Brian Olive — Brian Olive
Posted By Ben W. on December 1, 2009

Cedric Rose is a really good drummer and an even better writer. He was nice enough to offer us his review of founding member of the Greenhornes Brian Olive’s self-titled album. And here it is:
I’m going to bury Brian Olive’s self-titled summer 2009 release in a time capsule in my backyard, because I think residents of the future deserve to hear a record that offers a thorough summation of all that is good about rock music up to this point in history (AD 2009).
Olive takes an old-school aesthetic to quarter-inch tape. And by old school, I mean more Roll than Rock — strains of Memphis, Manchester and Muscle Shoals molded in the hands of a garage-rock veteran.
Olive’s all-analog M.O. perfectly suits his psychedelic arrangements, and the instrumentation builds on the bedrock of fellow former Greenhorne Jared McKinney’s beats and subsequent layers of heavy keys and bass. Olive exhibits his multi-instrumentalist proclivities (horns, flute, xyplophone, etc.) and mixes the sounds with distorted and heavily modulated guitar courtesy of Mike Weinel (Heartless Bastards, The High and Low).Add the Kadish sisters (The High and Low) and Donna Jay Rubin (Snake Punching Contest, Fists of Love) on backup vocals and you’ve got Siren songs capable of distracting even the most resolute sailor, and making some hack reviewer to do something as stupid as put a mythological reference into a record review.
If you like ’60s soul or rock, anything Mod, New Orleans jazz, you should buy this record.
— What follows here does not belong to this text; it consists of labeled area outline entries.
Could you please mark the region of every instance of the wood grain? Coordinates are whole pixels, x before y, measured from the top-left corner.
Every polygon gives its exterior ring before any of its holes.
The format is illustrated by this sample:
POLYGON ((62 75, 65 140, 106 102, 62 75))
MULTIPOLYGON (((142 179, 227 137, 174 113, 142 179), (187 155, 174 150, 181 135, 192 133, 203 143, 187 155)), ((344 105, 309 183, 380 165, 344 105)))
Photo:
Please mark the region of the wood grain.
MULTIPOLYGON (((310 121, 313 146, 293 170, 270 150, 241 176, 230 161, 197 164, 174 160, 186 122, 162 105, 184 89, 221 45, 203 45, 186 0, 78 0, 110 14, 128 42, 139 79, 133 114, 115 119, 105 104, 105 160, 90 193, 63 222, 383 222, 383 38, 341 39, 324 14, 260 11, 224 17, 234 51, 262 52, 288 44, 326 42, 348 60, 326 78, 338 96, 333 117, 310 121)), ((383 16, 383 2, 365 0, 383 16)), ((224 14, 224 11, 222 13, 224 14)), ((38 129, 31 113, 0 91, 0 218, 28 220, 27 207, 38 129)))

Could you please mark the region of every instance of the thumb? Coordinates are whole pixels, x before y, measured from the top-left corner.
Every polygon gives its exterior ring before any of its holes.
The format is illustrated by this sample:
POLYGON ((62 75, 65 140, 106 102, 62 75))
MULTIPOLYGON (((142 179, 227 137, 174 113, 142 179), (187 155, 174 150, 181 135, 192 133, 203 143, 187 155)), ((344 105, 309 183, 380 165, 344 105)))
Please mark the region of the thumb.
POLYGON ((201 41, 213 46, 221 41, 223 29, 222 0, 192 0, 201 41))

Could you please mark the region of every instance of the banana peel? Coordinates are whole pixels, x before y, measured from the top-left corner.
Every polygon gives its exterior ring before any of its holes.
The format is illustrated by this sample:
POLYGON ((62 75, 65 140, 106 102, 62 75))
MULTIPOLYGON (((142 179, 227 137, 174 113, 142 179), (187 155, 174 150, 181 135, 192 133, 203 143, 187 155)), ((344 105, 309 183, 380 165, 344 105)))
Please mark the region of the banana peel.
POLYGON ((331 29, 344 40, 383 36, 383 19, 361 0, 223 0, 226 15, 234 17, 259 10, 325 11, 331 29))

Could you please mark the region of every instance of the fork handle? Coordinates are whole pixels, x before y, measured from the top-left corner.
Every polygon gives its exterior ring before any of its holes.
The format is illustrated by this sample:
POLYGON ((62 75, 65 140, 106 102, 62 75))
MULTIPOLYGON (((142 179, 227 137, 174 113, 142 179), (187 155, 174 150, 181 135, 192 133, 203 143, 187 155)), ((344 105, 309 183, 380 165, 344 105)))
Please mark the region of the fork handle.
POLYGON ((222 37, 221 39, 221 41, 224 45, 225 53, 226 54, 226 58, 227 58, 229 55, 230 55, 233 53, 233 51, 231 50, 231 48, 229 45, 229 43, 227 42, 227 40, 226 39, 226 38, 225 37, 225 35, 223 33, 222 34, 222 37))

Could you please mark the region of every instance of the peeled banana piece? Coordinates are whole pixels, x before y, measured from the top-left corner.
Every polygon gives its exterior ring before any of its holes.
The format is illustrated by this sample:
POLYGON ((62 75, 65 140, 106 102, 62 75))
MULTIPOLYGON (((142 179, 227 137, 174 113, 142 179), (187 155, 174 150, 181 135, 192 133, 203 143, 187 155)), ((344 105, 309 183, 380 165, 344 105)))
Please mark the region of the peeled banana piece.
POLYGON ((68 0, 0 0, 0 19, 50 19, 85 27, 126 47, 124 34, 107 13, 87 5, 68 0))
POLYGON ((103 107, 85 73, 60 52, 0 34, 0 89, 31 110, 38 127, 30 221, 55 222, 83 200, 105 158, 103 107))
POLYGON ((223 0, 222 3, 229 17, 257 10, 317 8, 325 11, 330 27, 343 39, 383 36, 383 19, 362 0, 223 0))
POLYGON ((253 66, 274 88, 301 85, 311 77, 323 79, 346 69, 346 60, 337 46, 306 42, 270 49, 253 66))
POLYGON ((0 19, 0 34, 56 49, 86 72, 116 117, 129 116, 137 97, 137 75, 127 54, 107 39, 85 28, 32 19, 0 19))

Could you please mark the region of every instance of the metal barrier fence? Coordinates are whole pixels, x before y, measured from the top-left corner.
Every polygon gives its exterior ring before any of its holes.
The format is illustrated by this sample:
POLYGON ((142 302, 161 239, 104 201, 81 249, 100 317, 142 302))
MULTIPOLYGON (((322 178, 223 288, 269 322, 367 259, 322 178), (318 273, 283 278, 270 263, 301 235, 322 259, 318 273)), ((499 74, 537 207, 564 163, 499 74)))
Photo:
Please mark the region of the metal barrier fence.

An additional two qualities set it apart:
First, it’s sentient — it’s aware of itself and its place in the universe. You can’t pull off Olive’s kind of eclectic scope without having steeped yourself in enough of the history of popular music of the second half of the 20th century to have earned a self-awareness of your context which, paradoxically, allows you to draw from those sources to create something original. This is important at a time when the collective output of derivative nonsense by artists laboring under the misapprehension that they just invented cheese fondue threatens to drown out worthwhile work.
Second, you can judge a record on the proof of its distillation, and this album passes those tests. Are the songs well-written, well-executed? Check. Does the album recreate in its resonance a place, a time, a feeling and, one way or another, pump that feeling back into listeners’ arteries with pleasantly intoxicating results? Check.
Check out the dark, autumnal “Killing Stone,” “Echoing Light” or dream state “There Is Love.” And if those do it for you, definitely check out “High Low” and “See Me Mariona.”
And so, citizens of the future, I submit for your consideration this circular green slab of polyvinyl chloride, etched with the hypnotic, heavy, soulful sounds of Brian Olive and his supporting cast of musicians.